Le pire n’est jamais certain

Vincent Juvyns, J.P. Morgan Asset Management

2 minutes de lecture

Quelles perspectives pour les marchés financiers européens face à la détérioration du contexte géopolitique?

Depuis le 24 février et le début du conflit en Ukraine, l’Europe traverse l’une des périodes les plus difficiles de son histoire. Sur le plan humain tout d’abord, puisque la guerre en Ukraine a déjà fait de nombreuses victimes civiles et entrainé le déplacement de plus de 10 millions de réfugiés. Sur le plan géopolitique ensuite, puisque ce conflit nous replonge dans les heures les plus sombres de la guerre froide.

A l’heure d’écrire ces lignes, les efforts diplomatiques se multiplient et bien que la situation demeure dramatique sur le terrain, les négociateurs évoquent de timides avancées laissant entrevoir une petite lueur d’espoir pour qu’une solution diplomatique puisse être trouvée à ce conflit.

Ainsi, comme le dit l’adage, «le pire n’est jamais certain» et c’est à cette perspective que semblent se raccrocher les marchés financiers ces derniers jours puisqu’après avoir perdu jusqu’à 20% depuis le début de l’année, l’indice MSCI EMU a rebondi de près1 de 10% au mois de mars. La volatilité n’en demeure pas moins élevée2 et devrait le rester tant que les marchés financiers seront dans l’incertitude quant à l’évolution du conflit et à son coût humain, économique et financier.

Dans ce contexte il convient de rester prudent quant à son exposition aux marchés d’actions européens même si le mouvement de vente indiscriminé observé au début du conflit fut sans doute exagéré tandis que les politiques budgétaires et monétaires déployées actuellement devraient soutenir l’activité économique en général et certains secteurs en particulier.

Des secteurs comme l’industrie, l’énergie ou les soins de santé sont parmi les rares à afficher une performance positive cette année.

Notons ainsi que le conflit en Ukraine a particulièrement pesé sur les cours des valeurs bancaires européennes, qui après avoir affiché jusqu’à 15% de progression cette année, ont perdu près de 14% depuis le 23 février.
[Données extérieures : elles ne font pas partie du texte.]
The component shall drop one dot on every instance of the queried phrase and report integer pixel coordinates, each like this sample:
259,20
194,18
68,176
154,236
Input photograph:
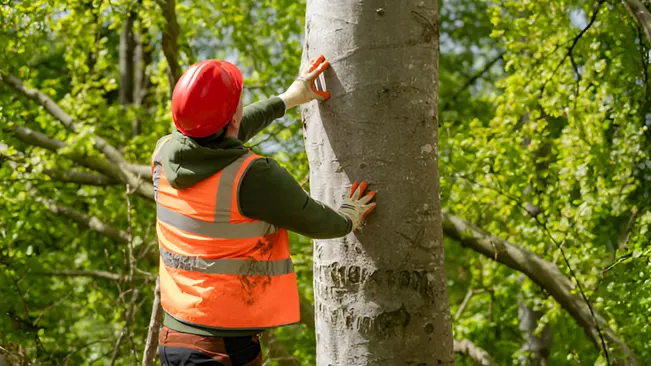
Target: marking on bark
335,279
379,326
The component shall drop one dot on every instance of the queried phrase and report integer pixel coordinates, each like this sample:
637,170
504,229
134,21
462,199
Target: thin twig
574,43
126,327
154,329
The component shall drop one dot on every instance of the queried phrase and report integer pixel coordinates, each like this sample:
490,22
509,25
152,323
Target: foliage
542,109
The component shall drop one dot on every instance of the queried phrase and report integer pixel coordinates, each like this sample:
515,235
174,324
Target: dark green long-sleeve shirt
267,192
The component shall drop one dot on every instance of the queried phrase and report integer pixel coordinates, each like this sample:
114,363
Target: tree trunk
380,293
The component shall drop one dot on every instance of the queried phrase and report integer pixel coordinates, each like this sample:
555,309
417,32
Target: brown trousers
183,349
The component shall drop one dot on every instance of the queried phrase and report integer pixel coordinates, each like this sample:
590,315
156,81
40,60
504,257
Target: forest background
543,155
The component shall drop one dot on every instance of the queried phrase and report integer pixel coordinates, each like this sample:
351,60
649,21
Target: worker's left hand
358,204
303,89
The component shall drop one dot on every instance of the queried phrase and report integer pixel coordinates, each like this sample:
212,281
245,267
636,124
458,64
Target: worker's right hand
303,89
358,205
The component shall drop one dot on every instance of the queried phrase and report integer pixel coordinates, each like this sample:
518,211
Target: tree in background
578,71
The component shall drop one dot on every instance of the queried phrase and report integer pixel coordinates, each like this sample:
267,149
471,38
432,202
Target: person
223,215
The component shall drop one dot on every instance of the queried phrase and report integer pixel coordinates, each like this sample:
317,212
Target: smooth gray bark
380,294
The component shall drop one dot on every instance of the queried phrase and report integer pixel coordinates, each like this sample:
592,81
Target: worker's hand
358,205
303,89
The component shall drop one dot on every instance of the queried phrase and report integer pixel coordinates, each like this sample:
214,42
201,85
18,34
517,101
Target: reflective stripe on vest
218,268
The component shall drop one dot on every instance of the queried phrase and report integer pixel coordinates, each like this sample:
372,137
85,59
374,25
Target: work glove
358,205
304,89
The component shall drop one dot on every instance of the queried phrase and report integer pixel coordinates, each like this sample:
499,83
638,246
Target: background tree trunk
380,294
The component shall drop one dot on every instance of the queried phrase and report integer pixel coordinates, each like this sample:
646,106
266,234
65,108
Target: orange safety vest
218,268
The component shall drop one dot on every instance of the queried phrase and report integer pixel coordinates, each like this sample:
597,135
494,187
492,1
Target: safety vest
218,268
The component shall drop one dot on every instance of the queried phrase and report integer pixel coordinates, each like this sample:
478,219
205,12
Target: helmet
206,97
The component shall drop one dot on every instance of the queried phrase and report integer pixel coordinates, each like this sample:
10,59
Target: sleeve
269,193
258,115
Les investisseurs s’inquiètent en effet de l’exposition du secteur bancaire à la Russie et de l’impact d’un éventuel ralentissement économique en zone euro sur l’activité des banques. Si ces questions sont légitimes, elles ne doivent pas cependant jeter l’opprobre sur l’ensemble du secteur. En effet, celui-ci a réduit son exposition à la Russie de 60% depuis l’annexion de la Crimée3 en 2014 tandis que le maintien de politiques budgétaires accommodantes devrait amortir le choc conjoncturel et que l’arrêt progressif des rachats d’actifs de la BCE devrait soutenir les taux d’intérêt et donc les marges des banques européennes.

Bien que les termes «récession» et «stagflation» soient de plus en plus évoqués par les économistes dans leurs perspectives économiques pour la zone euro, nous n’en sommes pas encore là. En effet, toutes choses étant égales par ailleurs, les mesures budgétaires déployées par les gouvernements et la Commission européenne, a l’instar du plan RePowerEU, devraient permettre d’amortir l’impact économique de la crise énergétique et d’accélérer la transition énergétique en zone euro. Les investisseurs ne s’y trompent d’ailleurs pas, puisque depuis le 24 février, le secteur européen de l’électricité renouvelable a rebondi de plus de 30%4.

Le rebond de ce secteur de croissance est d’autant plus remarquable, qu’il s’est fait dans un contexte de remontée des taux (+55 points de base pour le taux allemand a 10 ans depuis le début de l’année) qui a été exacerbé par la hausse de l’inflation et la volonté de la BCE d’accélérer la réduction de ces rachats d’actifs.

Au cours des prochains mois, la hausse des taux devrait vraisemblablement se poursuivre dans un contexte d’inflation toujours élevée en raison de la crise énergétique que nous traversons. Ceci devrait favoriser, comme au début l’année, les actions «value» relativement aux actions de «croissance». On observe ainsi que des secteurs comme l’industrie, l’énergie ou les soins de santé sont parmi les rares à afficher une performance positive cette année.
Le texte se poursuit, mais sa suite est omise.